On or off the job, Blake Wales talks with his hands. Mismatched wristbands frame supple, powerful digits dancing in tandem with conversational flow—each phrase punctuated by a precise judo chop. In another life, you'd imagine him a piano virtuoso or champion thumb wrestler, but Wales' powers of gesticular precision pointed toward a career path no less rigorous or rarefied. As American Sign Language translator for ascending Curious Comedy Theater improv troupe J Names, he works his fingers to the bone.
"It is exhausting," he admits. "Most interpreters at a performance venue have teams of two or three people, but finding somebody else who'd be comfortable in this situation is really hard. I make sure to do hand exercises before every show to warm up the instruments and make sure they're alive."
Although Wales grew up signing as the child of a deaf father and spent years with the New York Deaf Theatre honing his craft, he has never been certified as an interpreter, but formal training may only have hindered his abilities. Credentialed sign language professionals within the dramatic arts are taught to work exclusively from the scripts, while the particular challenges of conveying scattershot sketch comedy tests his theatrical background and native fluency in equal measure.
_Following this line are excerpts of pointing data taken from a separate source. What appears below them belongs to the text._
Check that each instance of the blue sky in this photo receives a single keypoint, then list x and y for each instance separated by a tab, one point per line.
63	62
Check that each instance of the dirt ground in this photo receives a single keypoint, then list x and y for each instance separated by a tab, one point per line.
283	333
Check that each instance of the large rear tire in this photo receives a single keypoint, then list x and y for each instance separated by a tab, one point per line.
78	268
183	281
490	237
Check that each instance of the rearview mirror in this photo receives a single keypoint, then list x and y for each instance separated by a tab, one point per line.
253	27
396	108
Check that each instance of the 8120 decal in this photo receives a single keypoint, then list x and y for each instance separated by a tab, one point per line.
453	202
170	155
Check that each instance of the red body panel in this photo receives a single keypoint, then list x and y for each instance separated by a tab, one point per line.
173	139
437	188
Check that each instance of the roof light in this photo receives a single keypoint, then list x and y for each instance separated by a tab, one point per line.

"I definitely appreciate the difficulty of what Blake's doing," raves J Names co-founder Jay Flewelling. "As with any art form, the true masters make it look easy. An interpreter on Broadway will have the text. An interpreter touring with Chance the Rapper will already know all the songs. They can just focus on expression since nothing new will be showing up. Blake's fluent in ASL and understands the language of improv. That's why I push the boundaries to get Blake near center stage. Interpreters are usually sequestered to this sad corner, but even when I'm performing, I find myself drawn in watching him."
Employing a variation of long-form improv format often called "the Armando," Flewelling invites favored performers (like this weekend's guest, Shelly Santa Cruz) to share their own personal anecdotes as a conceptual springboard for the troupe's sketches.
"I think the humor translates really well to ASL," says Wales. "The storytellers have material that's so rich and full of color. J Names does a lot of physical comedy, so they use their bodies in different ways. They're quick. They're to the point. There's a lot of action."
However thrilling for the audience, keeping the beat set by a top-flight improv team and matching their far-flung inventiveness requires a wearying combination of mental gymnastics and physical exertion from Wales. To sustain the show's breakneck momentum and back-and-forth banter, the interpreter must pivot and contort so that both roles can be instantly represented while minimizing his overall presence during the show.
"It's just that fun right brain-left brain balance," he laughs, "listening to what's happening and then redistributing it in a different language. The commentary mostly comes in unpacking jokes from the hearing perspective for a deaf audience. I'll position my body the right way and then take on the characteristics of how they're speaking and acting—their vocal quality, their attitude, their body language all influence the way I would interpret any certain thing."
While Wales' role as conduit might seem as if it can only be appreciated during live performances, J Names takes full advantage of their home venue's state-of-the-art recording equipment to stream their shows online with picture-in-picture footage of Blake's ASL translations with the hope of slowly luring crowds too often marginalized by inattention at smaller theaters.
"We want this to be an entry point for deaf and hard-of-hearing audiences to get that first foot in the water," Wales says. "There's a fear of going to see live performances because it might not be worth their time —the sense that all these jokes are going to be for hearing people. There's nothing better than seeing a deaf audience and hearing audience laugh at the same time. That's always special."
SEE IT: J Names will perform with ASL interpretation provided by Blake Wales at Curious Comedy Theater, 5225 NE Martin Luther King Jr. Blvd., curiouscomedy.org, on Friday, March 29. 9:30 pm. $10 in advance, $15 at the door.